After Little Falls the route enters rural farmland, which will characterize the rest of the freeway portion of the route. The next interchange for Highway 371 is near the Fort Ripley military base where it meets MN 115 and CR 47 at a diamond interchange.  MN 115 serves the military base to the west; a large tank used as a monument is located on the east side of the interchange.  It formerly sat on the west side of Highway 371 before the interchange with Highway 115 was built in the early 2000s.  This interchange with Highway 115 was the final piece to be completed in the Highway 371 freeway upgrade.

The Highway 371 freeway ends a few miles north of Highway 115 at CR 48, but maintains a four-lane divided highway configuration.  North of CR 48, Highway 371 crosses into Crow Wing County and enters the town of Fort Ripley, spending a short time passing through the center of the small town.  The highway quickly leaves Fort Ripley and continues north as the landscape steadily becomes less farm-oriented and more forested.  After Fort Ripley the highway turns to the northeast for several miles and clips the southeast corner of Crow Wing State Park.

A few more miles to the northeast, Highway 371 intersects Business Highway 371; this is the Brainerd exit. In the year 2000, Highway 371 was moved onto the C. Elmer Anderson Memorial Highway, which bypasses Brainerd to the west, and the old roadway into downtown Brainerd was redesignated Business Highway 371.  Highway 371 itself turns back to the north and crosses the Mississippi River before entering Baxter, a smaller city just to the west of Brainerd.  In Baxter, MN 371 intersects MN 210, another major arterial route for northern Minnesota.  Highway 371 heads north through the business district of Baxter, then enters the Gull Lake area, a popular tourist destination.

Highway 371 crosses an intersection with CR 77 and CR 48. CR 77 is a three-quarter loop around Gull Lake to the west, while Highway 371 makes up the eastern quarter.  Highway 371 passes north past several lakes along with many resorts, and reaches the town of Nisswa at a junction with CR 77 and CR 13; CR 13 goes into Nisswa, while CR 77 will take one back around Gull Lake to the west.  Highway 371 remains as a four lane divided highway, as the landscape becomes noticeably more forested.

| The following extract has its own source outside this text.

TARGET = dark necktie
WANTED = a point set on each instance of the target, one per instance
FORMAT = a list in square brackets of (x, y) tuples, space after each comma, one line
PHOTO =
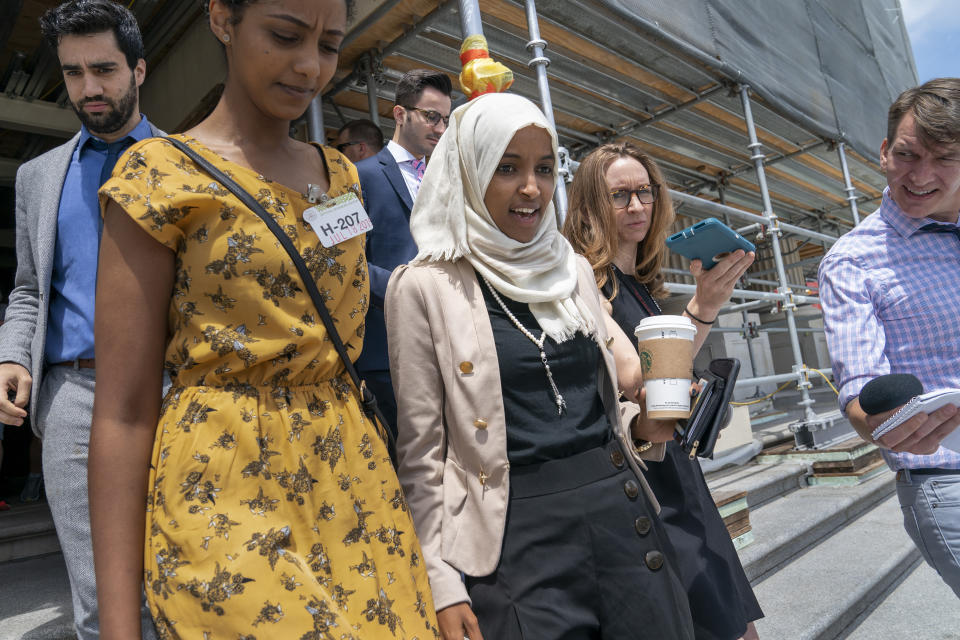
[(113, 151)]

The next town on the route is Pequot Lakes, most famous for its fishing bobber water tower. Highway 371 exceeds freeway standards from the intersection with CR 107 to the intersection with CR 112 and Patriot Avenue. Right after the intersection with CR 16, Highway 371 turns into a two lane road (one lane in each direction). The road leaves the otherwise small town behind quickly.  Several miles north of Pequot Lakes and after passing through the small town of Jenkins, MN 371 enters Cass County.

The forested landscape subsides for a short while as Highway 371 comes to the town of Pine River, the largest town on the route between Brainerd and Walker, and here Highway 371 intersects the southern terminus of MN 84.  Highway 84 heads to the northeast to Chickamaw Beach and Longville while Highway 371 continues due north.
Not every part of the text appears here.